Chiavi geopolitiche degli accordi militari bilaterali

Le alleanze forgiate da entrambe le nazioni non sono limitate agli accordi commerciali per l’acquisto e vendita di attrezzature per la difesa. I Paesi svolgono attività sui principi del non intervento straniero. Le dinamiche russo-venezuelane costruite sono ben lontane dalla formazione di colonie militari che gli Stati Uniti coordinano nei Paesi subordinati. Il 2018, carico di molteplici operazioni contro lo Stato venezuelano, col tentato omicidio al culmine, ebbe anche un maggiore riavvicinamento con la Federazione Russa al fine di dissuadere Washington dall’approfondire l’assedio del paese. All’inizio dello scorso dicembre, furono condotte manovre congiunte coi “Cigni bianchi”, i bombardieri supersonici dell’era sovietica, con lo scopo di scambiare esperienze tra le due Aeronautiche. Insieme a questi Tupolev Tu-160, arrivò la delegazione russa, composta da un centinaio di militari. Il Cremlino, l’agente decisivo per sedare la guerra in Siria, contrasta le aggressioni dell’Ucraina nel Mare di Azov per provocare un conflitto navale, mossa sostenuta da Stati Uniti e loro alleati della NATO. La propaganda anti-russa concepì tali azioni congiunte come “spreco di fondi pubblici”, nelle parole del segretario di Stato Mike Pompeo. La verità è che la manovra inviava un messaggio forte che condanna qualsiasi tentativo di cambiare la situazione politica in Venezuela. L’attività fu preceduta dall’incontro del Ministro Vladimir Padrino con l’omologo russo Sergej Shojgi, nel quadro di un viaggio ufficiale del Presidente Nicolás Maduro in Russia. Furono firmati accordi su questioni energetiche, commerciali, di telecomunicazione ed armamento.
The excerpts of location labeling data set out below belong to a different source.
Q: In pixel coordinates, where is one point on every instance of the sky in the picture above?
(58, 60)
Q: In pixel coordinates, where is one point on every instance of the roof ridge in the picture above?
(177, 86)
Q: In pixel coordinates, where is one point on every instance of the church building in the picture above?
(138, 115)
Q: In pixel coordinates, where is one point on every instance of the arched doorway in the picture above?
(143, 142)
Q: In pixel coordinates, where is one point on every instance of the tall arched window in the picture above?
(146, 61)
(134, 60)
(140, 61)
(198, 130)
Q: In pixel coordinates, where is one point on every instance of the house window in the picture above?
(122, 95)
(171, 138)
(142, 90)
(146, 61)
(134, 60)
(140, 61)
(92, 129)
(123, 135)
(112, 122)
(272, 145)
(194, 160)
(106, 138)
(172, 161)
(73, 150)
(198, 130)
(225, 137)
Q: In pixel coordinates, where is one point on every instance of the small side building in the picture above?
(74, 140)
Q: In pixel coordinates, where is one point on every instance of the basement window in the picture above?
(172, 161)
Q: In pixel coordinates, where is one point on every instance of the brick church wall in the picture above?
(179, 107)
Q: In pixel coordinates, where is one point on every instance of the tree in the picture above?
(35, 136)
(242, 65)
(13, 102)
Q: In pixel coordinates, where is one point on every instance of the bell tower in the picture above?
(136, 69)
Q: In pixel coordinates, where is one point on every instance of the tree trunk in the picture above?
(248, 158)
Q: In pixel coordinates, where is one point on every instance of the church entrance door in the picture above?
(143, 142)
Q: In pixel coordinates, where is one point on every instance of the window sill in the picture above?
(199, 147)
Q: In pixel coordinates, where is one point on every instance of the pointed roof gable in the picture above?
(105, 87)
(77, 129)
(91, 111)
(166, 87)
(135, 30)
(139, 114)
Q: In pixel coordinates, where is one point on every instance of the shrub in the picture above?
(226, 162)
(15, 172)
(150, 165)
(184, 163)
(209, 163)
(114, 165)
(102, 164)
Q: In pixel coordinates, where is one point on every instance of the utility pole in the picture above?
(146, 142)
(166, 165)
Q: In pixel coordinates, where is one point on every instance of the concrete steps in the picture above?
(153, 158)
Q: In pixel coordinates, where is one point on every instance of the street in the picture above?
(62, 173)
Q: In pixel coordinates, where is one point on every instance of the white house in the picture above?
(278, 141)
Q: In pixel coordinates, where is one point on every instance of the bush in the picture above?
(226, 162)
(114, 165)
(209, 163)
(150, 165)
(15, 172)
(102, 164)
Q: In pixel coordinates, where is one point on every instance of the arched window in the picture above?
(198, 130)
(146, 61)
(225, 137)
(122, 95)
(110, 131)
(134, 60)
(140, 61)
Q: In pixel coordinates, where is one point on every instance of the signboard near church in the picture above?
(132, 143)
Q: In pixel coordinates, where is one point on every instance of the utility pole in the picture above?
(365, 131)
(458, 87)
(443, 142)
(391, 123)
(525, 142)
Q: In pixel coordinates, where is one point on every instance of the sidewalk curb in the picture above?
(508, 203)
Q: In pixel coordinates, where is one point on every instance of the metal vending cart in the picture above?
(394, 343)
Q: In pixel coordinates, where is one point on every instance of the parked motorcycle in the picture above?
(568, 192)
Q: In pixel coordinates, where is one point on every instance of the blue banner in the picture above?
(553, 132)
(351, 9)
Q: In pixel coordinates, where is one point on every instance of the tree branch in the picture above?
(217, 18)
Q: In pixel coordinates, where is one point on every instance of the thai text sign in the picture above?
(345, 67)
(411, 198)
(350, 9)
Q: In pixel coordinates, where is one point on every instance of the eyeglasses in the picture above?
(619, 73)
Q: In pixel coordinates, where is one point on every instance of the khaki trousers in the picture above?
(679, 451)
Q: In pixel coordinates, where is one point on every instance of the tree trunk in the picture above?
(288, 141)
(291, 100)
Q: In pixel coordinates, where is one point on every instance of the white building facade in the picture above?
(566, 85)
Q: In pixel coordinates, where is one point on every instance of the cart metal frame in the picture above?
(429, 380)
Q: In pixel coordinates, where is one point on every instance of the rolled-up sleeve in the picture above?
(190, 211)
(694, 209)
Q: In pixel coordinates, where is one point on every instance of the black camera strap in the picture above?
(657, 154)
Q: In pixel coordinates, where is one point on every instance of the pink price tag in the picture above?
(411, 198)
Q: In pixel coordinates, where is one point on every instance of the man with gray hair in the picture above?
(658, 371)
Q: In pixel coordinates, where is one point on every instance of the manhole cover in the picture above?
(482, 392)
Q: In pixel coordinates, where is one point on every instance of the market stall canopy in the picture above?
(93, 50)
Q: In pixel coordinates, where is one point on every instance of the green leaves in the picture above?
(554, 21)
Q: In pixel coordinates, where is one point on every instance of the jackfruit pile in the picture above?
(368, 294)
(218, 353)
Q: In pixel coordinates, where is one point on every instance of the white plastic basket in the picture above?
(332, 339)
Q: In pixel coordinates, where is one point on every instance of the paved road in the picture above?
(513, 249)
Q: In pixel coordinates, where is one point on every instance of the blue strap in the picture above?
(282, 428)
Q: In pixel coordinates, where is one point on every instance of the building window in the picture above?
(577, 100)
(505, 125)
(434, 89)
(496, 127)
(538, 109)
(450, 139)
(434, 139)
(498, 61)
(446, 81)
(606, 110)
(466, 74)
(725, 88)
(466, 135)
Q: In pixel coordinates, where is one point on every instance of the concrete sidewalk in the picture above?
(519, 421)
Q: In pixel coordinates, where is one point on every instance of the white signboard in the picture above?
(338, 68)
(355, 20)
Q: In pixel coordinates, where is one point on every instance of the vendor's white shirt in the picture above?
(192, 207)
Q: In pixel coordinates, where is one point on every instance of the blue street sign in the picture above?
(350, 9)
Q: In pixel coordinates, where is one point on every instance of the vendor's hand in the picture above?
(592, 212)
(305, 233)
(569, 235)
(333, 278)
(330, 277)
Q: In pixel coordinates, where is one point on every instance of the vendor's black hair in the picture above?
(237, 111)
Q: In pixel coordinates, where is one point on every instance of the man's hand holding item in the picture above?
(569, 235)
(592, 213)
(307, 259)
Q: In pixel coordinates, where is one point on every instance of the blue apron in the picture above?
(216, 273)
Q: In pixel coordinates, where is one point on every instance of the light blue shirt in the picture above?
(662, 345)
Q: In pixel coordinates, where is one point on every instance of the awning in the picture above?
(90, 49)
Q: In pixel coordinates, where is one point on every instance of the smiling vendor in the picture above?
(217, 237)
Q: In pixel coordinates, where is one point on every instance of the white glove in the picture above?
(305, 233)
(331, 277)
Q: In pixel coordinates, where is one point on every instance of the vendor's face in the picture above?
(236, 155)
Il grado di impegno manifestato ora che apertamente si minaccia l’intervento militare contro il Venezuela, la Russia partecipa come attore diplomatico accusando gli Stati Uniti d’interferenza negli affari interni del Paese alla riunione del Consiglio di sicurezza dell’ONU a fine gennaio. Le successive denunce del Ministero degli Esteri russo, sulla “determinazione che Washington mostra nel dividere l’esercito venezuelano e rovesciare il governo costituzionale del Venezuela”, ratificano la coesione delle relazioni diplomatiche in un momento in cui le azioni statunitensi sono eccessive e violente. Lo Stato venezuelano, comprendendo che la guerra non si riduce allo scontro armato, sviluppava una conseguente strategia multipolare nella politica estera, comprendendo i densi fattori del blocco euroasiatico che oggi mostrano risultati di fronte l’intensificarsi delle aggressioni straniere.